Sysdig is a cloud-native app security supplier monitoring and managing containerized app security from development through to run-time, and based on its open-source sysdig tool code created by the founders. This uses the Falco container build and run-time monitor to feed a threat event detection engine. This analyses container system events and patterns, and could be used to monitor network and storage environments to detect bad actor activity.
An IT Press Tour was briefed by Sysdig at its San Francisco HQ and given an introduction to its software’s capabilities, based around software sensors detecting system calls at Linux kernel level.
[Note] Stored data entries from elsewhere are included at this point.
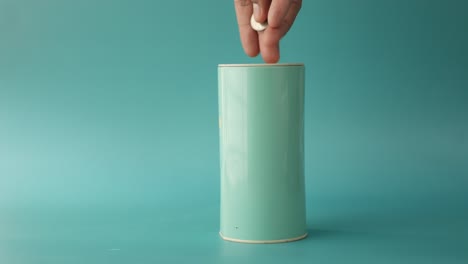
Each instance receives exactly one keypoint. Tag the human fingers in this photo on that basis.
(249, 37)
(270, 38)
(260, 10)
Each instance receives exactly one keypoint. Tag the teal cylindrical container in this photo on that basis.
(261, 125)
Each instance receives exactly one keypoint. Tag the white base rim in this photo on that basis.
(263, 241)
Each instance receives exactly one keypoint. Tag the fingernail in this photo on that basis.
(256, 11)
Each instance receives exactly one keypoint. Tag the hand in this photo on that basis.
(280, 15)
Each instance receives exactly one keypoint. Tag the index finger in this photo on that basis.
(249, 38)
(277, 12)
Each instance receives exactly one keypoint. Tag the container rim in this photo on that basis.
(262, 65)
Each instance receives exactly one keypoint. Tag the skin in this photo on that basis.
(280, 15)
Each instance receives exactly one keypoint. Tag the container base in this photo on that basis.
(263, 241)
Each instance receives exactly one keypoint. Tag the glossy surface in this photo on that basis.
(261, 111)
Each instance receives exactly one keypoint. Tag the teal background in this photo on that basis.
(109, 136)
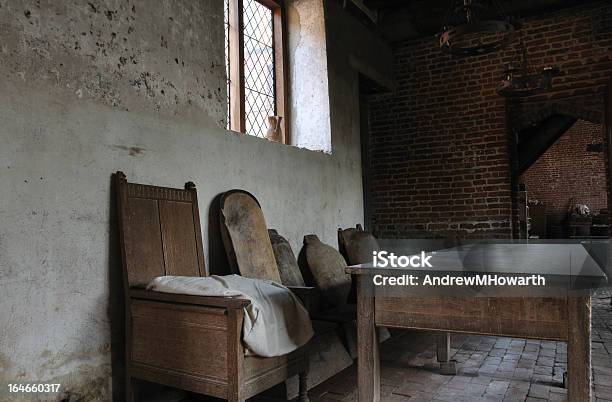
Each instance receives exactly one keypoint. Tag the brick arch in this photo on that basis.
(574, 109)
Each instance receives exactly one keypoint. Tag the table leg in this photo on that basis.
(447, 366)
(368, 361)
(579, 349)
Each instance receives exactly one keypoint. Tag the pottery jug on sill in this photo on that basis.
(274, 132)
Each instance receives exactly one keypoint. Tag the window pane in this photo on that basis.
(258, 67)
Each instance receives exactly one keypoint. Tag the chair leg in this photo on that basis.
(303, 387)
(131, 390)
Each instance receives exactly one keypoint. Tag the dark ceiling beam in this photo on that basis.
(426, 17)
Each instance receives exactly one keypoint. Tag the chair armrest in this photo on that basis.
(308, 295)
(211, 301)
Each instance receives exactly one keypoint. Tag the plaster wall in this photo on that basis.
(89, 88)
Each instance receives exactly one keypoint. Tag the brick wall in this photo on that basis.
(440, 148)
(568, 170)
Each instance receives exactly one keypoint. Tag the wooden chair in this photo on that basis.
(183, 341)
(250, 253)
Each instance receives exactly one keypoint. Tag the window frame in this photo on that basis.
(236, 71)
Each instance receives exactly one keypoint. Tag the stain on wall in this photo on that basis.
(108, 51)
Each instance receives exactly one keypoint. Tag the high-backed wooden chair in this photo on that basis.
(251, 254)
(183, 341)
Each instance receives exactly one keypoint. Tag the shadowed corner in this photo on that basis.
(116, 310)
(217, 259)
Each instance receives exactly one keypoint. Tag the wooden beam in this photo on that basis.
(534, 142)
(236, 61)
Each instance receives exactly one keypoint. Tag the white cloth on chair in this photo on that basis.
(275, 323)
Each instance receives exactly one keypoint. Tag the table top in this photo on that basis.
(570, 260)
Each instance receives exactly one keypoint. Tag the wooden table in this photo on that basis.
(562, 313)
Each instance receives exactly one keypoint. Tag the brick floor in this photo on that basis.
(489, 368)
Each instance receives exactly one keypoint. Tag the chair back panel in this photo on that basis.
(159, 230)
(245, 237)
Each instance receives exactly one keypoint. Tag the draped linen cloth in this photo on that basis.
(275, 323)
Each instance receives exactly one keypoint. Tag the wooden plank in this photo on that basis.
(579, 349)
(206, 386)
(211, 301)
(368, 361)
(281, 73)
(190, 186)
(142, 241)
(540, 318)
(191, 342)
(178, 238)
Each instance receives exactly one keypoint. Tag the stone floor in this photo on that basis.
(489, 368)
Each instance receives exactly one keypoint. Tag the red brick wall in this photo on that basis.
(440, 146)
(567, 170)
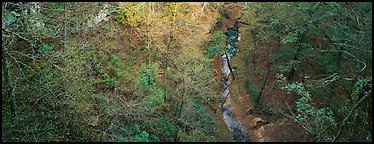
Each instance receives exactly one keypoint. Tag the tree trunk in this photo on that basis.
(228, 63)
(10, 90)
(254, 51)
(257, 100)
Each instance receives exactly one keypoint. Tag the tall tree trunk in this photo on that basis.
(254, 50)
(228, 64)
(257, 100)
(8, 79)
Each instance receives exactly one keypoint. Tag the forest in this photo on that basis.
(187, 71)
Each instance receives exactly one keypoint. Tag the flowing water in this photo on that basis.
(237, 130)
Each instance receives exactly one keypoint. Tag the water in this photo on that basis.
(237, 130)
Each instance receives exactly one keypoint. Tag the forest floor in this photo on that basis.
(261, 126)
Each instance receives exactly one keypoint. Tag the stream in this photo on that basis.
(237, 130)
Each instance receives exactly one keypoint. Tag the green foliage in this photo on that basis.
(216, 46)
(316, 121)
(326, 64)
(247, 86)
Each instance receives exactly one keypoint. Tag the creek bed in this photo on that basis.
(237, 130)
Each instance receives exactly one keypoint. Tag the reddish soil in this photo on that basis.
(261, 126)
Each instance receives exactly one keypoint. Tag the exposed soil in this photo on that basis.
(261, 126)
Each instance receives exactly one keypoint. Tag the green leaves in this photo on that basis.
(216, 46)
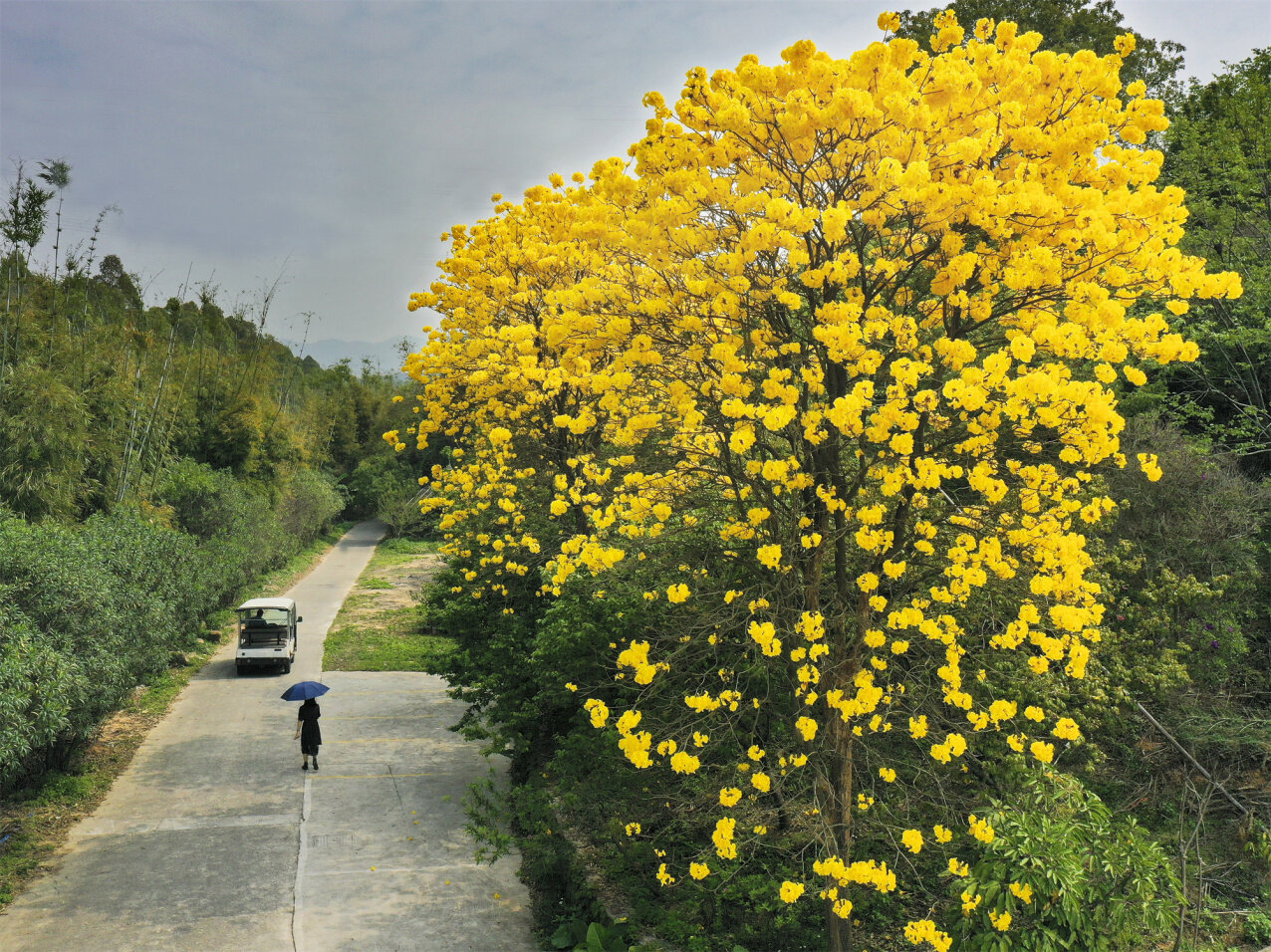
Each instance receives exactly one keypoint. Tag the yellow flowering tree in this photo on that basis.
(862, 320)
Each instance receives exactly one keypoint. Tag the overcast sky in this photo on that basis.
(332, 142)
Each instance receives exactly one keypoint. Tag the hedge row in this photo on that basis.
(87, 611)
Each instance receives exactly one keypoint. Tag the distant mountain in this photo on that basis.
(383, 355)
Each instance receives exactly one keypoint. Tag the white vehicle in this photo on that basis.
(267, 634)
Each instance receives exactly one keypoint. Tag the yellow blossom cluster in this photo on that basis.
(867, 321)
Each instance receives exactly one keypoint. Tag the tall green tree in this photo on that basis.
(1219, 151)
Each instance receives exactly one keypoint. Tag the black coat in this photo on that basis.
(310, 735)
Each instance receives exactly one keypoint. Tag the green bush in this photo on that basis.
(310, 502)
(1088, 879)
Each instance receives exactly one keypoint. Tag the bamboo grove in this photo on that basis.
(847, 331)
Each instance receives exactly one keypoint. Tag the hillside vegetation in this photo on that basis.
(154, 461)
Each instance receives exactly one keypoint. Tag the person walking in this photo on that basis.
(308, 732)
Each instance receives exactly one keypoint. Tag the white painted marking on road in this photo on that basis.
(298, 904)
(363, 777)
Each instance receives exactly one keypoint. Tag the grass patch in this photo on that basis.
(389, 642)
(379, 625)
(37, 817)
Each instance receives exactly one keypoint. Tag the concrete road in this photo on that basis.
(215, 839)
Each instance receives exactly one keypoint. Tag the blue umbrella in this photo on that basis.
(304, 690)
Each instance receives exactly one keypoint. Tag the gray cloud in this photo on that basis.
(342, 138)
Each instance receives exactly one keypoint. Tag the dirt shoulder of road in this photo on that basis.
(36, 819)
(379, 625)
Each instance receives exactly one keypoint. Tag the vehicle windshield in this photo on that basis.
(254, 617)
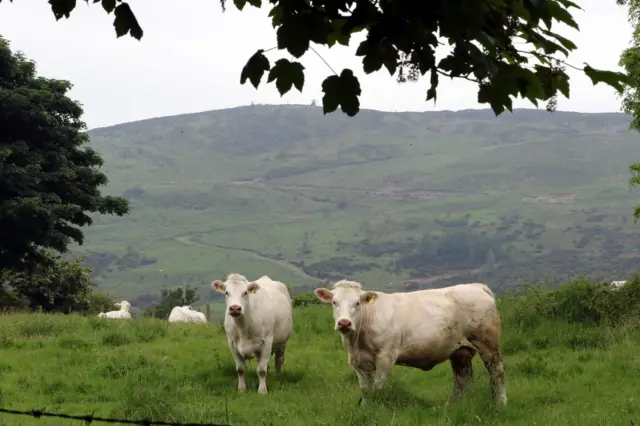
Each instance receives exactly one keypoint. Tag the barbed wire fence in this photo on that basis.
(90, 418)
There is no agent in each container, analyzing them locally and then working with a central threat detection engine.
CEO Suresh Vasudevan said: “We extended the technology to cover the containerized app lifecycle from build through to run-time threats to apps in the cloud.”
But it does more. A book, Practical Cloud Native Security with Falco, states: ”You can absolutely use [Falco] as a host security tool. … Falco also has good support for network detection, allowing you to inspect the activity of connections, IP addresses, ports, clients and servers and receive alerts when they show unwanted/atypical behaviour.”
Its upper-level logic is event type-agnostic in principle and so the engine’s applicability can be extended. An logical extension would be into system-wide AIOps and data security.
But Sysdig is not a general AIOps-type company. It is, in Vasudevan’s term, opinionated, and so would be inclined to partner with network and storage security suppliers to do this. It does not want to move into the general AIOps or ransomware data protection spaces. Nevertheless, the idea of having a single and open-source threat-detection platform underlying cloud-native and virtual machine app build-run security, AIOps and data security is attractive. It’s an obvious platform consolidation concept which would enable the app, system and data security products and services to work better and work together.
The threat-detection engine uses machine learning technology in its processing, and so the extension to AIOps is logical in that sense.
We could imagine sensor feeds into Falco from network devices and storage devices and Sysdig-type SW evaluating the feeds and declaring bad actor events such as ransomware attacks from the patterns of activity. Then the network security and/or storage security supplier could interact with the analysis engine to improve the way they operate.
The more benevolent forces can work together to manage and monitor systems and counter the plague of ransomware and other malware the better, and uniting around the Falco sensor stream monitoring and analysis engine might be a good way to encourage this to happen.